One of possible solutions to this problem is to correct, using, for example, a servo technique, the irradiating position of the light beam LA1 with reference to the light beam LA2 coming from the object for transmission. However, the solution has a problem that, where the transmission distance is great, it is difficult to correct the irradiating position of such light beam LA1 with a high degree of accuracy due to an influence of reflected light reflected in the inside of the optical communication system 1.
Further, the solution has another drawback that, when a fog or the like gathers or sunlight or the like is inadvertently admitted into the optical communication system, the light beam LA1 is sometimes irradiated in a direction quite different from the direction toward an object for transmission, and after the fog lifts or when the sunlight is no more admitted into the optical communication system, the irradiating direction of the light beam LA1 must be re-adjusted so that servoing may be rendered effective.
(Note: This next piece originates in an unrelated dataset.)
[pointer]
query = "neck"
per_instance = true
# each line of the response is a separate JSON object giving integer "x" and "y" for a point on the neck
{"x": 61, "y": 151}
In particular, if a fog gathers, then the intensity of the light beam LA2 is decreased extremely, and consequently, the output signal level of a light receiving element for detecting such light beam LA2 drops. Consequently, the SN ratio of the output signal is deteriorated, and the light beam LA1 may be irradiated in error in a direction quite different from the direction toward the object for transmission. On the other hand, when sunlight is admitted into the optical communication system, the irradiating position of the light beam LA1 will be corrected to the direction of the sun in error.